Turkish troops in big clash with PKK, 26 killed
DIYARBAKIR, Turkey (Reuters) - Turkish soldiers and Kurdish militants clashed on Tuesday in the most intense battles of the separatist conflict this year, with 26 combatants killed in fighting at three army outposts in the southeast, officials and security sources said.
Up to 100 fighters from the Kurdistan Workers Party (PKK) launched simultaneous dawn attacks on three military observation points in Hakkari province near Turkey's mountainous border with Iraq, killing eight soldiers and wounding 19, the sources said.
In subsequent clashes, Turkish troops killed 18 PKK fighters, the prime minister's office said.
The attacks come at a time when Turkey is making new efforts to address the grievances of the Kurdish minority to end a conflict that has scarred the region for three decades.
"We have never regarded terrorism as a matter of negotiation with anybody, and we will never do so. The only thing to do is for terrorists to lay down their arms," Prime Minister Tayyip Erdogan told reporters in Mexico, where he is attending a G20 Summit.
"We will continue our struggle until the end, and sooner or later, we will succeed in our fight against terror," he added.
President Abdullah Gul condemned the violence. "I curse this treacherous attack," he said in a statement. "The terrorist group wants to sabotage the atmosphere of trust and stability and is continuing its inhumane bloody attacks."
The head of Turkey's pro-Kurdish Peace and Democracy Party (BDP), whose members are frequently accused of ties to the rebels, made a striking call for the PKK to halt hostilities.
"The PKK should stop all kinds of armed activity. The government should also halt (military) operations. Let them give a political solution a chance," BDP Chairman Selahattin Demirtas told a meeting of the party's parliamentary group.
"This war must end. The deaths must stop. We can't stand by and watch the youngsters kill each other," he said.
The PKK fighters used rocket launchers and rifles at the start of the attacks and operations were continuing against the militants, the sources said. The militants were believed to have crossed the border from nearby northern Iraq.
Several thousand PKK militants are based in mountain hideouts in northern Iraq, from where they regularly launch attacks on state targets in mainly Kurdish southeast Turkey.
Armed forces chief General Necdet Ozel rushed to the region, along with the commanders of the ground forces and paramilitary gendarmerie, Turkish media reported. The interior minister and a deputy prime minister also headed there.
MOVES TO RESOLVE KURDISH PROBLEM
Government and state officials met to discuss the fighting on Tuesday afternoon in Ankara in the office of Prime Minister Tayyip Erdogan, who was attending the G20 summit in Mexico.
The PKK, designated a terrorist group by Turkey, the United States and the European Union, began its separatist insurgency in 1984. More than 40,000 people have since been killed.
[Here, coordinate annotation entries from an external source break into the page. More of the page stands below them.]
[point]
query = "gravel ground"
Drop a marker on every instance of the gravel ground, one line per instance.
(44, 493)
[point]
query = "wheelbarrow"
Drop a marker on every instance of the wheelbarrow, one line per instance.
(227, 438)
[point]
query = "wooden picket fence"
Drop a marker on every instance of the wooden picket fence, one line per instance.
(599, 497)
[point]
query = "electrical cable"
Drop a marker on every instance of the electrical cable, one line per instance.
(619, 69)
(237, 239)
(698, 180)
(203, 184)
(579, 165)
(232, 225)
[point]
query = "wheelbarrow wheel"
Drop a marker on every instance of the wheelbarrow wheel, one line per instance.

In his efforts to resolve the conflict, Erdogan has told parliament that Kurdish language lessons could be offered in schools. He also suggested he was prepared to hold talks with prominent Kurdish politician Leyla Zana after she said she believed he was capable of ending the Kurdish troubles.
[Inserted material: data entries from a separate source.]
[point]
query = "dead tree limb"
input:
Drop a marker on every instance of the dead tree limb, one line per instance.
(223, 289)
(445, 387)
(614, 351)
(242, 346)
Deputy Prime Minister Bulent Arinc raised the possibility at the weekend of jailed PKK leader Abdullah Ocalan being put under house arrest if the militants were to lay down their weapons.
However, other leading government figures, pointing to nationalist sensitivities over such a radical move, dismissed the idea, and Erdogan said it was only Arinc's personal view.
Concerns about the PKK insurgency have been exacerbated by the conflict in Syria, which also has a Kurdish minority.
PKK rebels have launched sporadic attacks in recent months near the Syrian border in Hatay province, where thousands of Syrians are housed in refugee camps.
One Turkish soldier was killed on Monday night in Hatay in a clash with PKK militants, the governor's office there said.